Q: Can anyone apply for a reverse mortgage?
A: You must be at least 62 years old and you also must own your home outright or be able to pay off your home with the proceeds from a reverse mortgage. You must live in your home and your home must meet certain criteria according to HUD.

Q: How do I apply for a reverse mortgage?
A: You can get a reverse mortgage through a reverse mortgage lender. You can receive the reverse mortgage in a lump sum, a line of credit or monthly payments. The loans are available in adjustable and fixed interest rates. If you choose a fixed interest rate, you will be required to take all of your proceeds in a single lump-sum payment.

Q: If I take out a reverse mortgage, does the bank own my home?
A: No, the title remains with the borrower. Like all mortgage loans, the borrower remains responsible for paying property taxes and insurance, maintaining the home, and complying with the loans terms. When the home is sold or no longer your primary residence, you or your estate will need to repay the lender any cash you received from the reverse mortgage, plus interest and other fees. Failing to comply with the loan terms can also result in the loan becoming due and payable. Any remaining equity in the home belongs to you or your heirs.

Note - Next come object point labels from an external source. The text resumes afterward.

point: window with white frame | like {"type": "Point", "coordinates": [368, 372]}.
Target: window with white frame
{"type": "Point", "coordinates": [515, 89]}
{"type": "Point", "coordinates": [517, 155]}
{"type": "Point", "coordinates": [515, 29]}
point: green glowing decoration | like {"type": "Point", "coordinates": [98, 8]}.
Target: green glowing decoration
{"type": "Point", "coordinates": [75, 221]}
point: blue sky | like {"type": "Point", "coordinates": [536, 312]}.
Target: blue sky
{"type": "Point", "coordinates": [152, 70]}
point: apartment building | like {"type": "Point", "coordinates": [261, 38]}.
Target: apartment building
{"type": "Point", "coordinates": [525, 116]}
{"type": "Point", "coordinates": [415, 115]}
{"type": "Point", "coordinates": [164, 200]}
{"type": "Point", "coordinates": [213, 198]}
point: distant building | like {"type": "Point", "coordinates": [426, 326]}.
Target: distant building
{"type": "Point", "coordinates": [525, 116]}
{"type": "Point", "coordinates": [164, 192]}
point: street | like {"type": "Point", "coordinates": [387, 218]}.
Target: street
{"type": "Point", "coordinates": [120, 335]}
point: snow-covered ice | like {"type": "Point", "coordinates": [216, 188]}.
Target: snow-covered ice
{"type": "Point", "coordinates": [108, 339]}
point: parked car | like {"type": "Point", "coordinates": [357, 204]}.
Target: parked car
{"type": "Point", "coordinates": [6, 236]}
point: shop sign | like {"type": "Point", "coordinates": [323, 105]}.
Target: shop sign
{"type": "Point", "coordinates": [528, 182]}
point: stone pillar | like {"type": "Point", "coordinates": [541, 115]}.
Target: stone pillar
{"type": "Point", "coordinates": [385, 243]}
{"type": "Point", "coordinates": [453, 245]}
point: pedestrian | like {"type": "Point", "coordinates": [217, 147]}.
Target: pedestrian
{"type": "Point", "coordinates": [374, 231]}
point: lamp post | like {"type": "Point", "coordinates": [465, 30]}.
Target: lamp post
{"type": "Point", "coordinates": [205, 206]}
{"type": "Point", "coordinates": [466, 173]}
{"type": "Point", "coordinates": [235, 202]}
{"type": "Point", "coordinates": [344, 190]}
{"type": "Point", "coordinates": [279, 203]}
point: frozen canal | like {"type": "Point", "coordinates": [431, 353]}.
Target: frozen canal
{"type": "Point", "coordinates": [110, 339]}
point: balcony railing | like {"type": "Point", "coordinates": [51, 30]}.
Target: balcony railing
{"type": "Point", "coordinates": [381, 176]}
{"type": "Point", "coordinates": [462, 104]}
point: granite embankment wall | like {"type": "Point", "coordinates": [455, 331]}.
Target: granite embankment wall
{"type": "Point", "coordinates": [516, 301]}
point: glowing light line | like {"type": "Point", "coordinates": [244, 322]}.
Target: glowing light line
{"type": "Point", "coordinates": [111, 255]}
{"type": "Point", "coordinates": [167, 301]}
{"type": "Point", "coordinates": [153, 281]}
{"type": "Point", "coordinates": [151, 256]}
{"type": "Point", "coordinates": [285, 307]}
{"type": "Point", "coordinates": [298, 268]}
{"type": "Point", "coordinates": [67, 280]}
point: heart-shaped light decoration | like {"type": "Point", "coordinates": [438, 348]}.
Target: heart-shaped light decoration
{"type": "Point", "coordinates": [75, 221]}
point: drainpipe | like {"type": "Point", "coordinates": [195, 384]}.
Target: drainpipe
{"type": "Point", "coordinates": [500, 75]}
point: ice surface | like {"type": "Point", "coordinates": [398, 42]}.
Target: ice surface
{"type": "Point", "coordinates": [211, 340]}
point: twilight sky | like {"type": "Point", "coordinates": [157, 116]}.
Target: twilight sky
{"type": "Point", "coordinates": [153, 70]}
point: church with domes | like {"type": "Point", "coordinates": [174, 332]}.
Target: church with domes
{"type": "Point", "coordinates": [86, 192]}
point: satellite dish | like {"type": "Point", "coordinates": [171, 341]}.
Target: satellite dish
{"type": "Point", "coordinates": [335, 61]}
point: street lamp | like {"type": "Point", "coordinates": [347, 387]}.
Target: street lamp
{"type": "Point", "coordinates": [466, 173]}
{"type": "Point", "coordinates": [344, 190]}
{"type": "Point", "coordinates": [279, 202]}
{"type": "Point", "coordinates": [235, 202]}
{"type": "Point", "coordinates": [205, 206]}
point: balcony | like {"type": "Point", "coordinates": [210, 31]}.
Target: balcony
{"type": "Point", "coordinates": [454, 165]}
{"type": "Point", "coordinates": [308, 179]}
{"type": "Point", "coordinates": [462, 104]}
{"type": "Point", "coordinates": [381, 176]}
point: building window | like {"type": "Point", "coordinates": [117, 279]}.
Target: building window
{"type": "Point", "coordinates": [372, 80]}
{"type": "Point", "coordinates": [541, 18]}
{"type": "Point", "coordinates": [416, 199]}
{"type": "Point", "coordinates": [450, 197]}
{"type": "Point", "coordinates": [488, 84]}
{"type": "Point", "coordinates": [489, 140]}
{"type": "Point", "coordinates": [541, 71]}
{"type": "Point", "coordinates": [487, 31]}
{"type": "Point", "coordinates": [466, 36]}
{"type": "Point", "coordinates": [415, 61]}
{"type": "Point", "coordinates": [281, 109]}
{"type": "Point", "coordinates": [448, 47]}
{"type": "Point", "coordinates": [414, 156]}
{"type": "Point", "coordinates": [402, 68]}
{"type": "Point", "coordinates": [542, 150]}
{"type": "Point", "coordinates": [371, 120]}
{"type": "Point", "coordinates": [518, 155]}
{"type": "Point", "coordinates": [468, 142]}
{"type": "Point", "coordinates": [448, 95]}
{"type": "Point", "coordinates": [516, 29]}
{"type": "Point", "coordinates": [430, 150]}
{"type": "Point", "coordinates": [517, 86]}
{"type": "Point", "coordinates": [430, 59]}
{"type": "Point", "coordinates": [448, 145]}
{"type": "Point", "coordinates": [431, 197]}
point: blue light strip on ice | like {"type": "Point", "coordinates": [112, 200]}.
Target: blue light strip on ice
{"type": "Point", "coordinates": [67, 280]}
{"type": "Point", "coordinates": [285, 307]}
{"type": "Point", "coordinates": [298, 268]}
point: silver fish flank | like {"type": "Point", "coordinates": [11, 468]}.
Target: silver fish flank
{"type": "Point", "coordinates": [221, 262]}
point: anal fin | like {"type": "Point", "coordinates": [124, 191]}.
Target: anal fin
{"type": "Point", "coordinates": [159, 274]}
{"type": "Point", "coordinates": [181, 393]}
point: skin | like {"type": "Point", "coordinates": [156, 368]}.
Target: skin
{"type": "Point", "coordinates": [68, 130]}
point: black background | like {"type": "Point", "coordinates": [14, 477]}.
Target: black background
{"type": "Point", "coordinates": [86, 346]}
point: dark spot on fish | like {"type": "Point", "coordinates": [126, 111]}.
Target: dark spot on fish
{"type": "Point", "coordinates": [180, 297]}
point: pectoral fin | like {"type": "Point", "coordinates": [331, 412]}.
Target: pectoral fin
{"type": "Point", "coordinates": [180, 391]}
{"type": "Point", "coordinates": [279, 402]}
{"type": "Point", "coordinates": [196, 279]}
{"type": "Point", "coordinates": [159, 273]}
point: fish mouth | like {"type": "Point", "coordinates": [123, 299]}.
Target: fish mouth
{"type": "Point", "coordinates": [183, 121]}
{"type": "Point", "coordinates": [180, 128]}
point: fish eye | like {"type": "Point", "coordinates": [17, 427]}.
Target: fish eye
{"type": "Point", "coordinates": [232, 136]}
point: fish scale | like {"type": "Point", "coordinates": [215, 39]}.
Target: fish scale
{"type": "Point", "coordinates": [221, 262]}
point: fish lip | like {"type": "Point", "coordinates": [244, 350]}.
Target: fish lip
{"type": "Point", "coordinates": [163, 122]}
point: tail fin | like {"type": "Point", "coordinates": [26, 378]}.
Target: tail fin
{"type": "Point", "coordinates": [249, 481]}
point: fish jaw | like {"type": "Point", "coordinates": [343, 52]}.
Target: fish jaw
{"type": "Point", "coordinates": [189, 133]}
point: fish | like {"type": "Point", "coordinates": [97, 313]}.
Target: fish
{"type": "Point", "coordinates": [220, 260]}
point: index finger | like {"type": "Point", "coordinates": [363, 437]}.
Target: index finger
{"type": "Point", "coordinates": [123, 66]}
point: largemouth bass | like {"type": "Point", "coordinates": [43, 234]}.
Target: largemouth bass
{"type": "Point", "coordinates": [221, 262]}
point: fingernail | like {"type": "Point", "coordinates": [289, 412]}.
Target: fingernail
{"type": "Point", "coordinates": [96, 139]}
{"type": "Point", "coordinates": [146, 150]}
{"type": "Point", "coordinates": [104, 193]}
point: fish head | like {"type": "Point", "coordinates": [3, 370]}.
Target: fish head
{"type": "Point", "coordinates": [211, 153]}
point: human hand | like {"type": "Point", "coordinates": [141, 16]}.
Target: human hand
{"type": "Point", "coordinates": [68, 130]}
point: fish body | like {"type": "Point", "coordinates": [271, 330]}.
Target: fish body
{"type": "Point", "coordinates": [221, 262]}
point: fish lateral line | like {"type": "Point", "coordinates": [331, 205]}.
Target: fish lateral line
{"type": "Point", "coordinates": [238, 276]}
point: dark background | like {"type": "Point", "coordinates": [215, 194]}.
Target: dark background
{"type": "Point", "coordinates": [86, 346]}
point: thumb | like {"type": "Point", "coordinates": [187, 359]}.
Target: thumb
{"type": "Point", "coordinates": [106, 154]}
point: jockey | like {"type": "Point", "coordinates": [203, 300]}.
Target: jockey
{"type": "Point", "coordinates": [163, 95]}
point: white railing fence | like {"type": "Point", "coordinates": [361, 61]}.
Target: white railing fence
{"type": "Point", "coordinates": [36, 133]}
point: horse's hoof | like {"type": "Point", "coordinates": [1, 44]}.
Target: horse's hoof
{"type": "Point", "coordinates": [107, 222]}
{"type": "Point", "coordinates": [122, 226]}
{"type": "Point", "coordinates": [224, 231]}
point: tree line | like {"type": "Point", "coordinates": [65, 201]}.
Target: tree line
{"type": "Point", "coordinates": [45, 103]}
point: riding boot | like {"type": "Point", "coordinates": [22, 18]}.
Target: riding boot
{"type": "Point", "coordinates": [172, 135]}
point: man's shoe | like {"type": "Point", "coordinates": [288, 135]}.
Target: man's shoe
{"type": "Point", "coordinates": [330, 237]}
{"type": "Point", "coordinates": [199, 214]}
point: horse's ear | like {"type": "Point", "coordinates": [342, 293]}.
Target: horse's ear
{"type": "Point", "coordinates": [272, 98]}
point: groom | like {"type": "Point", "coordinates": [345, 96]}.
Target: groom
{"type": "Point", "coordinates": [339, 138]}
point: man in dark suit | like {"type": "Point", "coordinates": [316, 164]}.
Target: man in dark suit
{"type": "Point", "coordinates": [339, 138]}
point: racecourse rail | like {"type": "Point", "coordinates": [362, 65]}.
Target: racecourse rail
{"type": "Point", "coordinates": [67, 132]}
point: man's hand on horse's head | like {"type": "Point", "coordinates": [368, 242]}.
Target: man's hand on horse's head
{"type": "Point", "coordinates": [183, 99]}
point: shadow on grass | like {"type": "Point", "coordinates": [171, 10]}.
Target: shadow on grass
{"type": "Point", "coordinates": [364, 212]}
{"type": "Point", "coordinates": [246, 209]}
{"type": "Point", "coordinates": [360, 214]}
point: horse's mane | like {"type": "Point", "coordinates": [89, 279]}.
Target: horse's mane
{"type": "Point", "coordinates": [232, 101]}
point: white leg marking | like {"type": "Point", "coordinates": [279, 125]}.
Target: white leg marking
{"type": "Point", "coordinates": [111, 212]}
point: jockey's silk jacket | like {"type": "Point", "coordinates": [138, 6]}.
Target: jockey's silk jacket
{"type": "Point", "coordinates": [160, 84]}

Q: Do I still need to pay my property taxes and home insurance with a reverse mortgage?
A: Yes, you would have to pay those expenses and your homeowner’s insurance policy must be current. Additionally, where necessary, you also need to be current on any homeowner's association fees.

Q: When does the reverse mortgage have to be paid back?
A: When the homeowner dies, sells their residence or permanently relocate. Additionally, the loan also becomes due if you default on the loan by not paying your property taxes or homeowner's insurance, or if the property conditions deteriorate and necessary repairs are not made.

Q: Are reverse mortgages expensive?
A: There are substantial upfront fees (i.e., mortgage insurance premiums, loan origination fees and closing costs) with these loans, as well as ongoing fees (mortgage premiums, interest and servicing fees), during the course of the loan.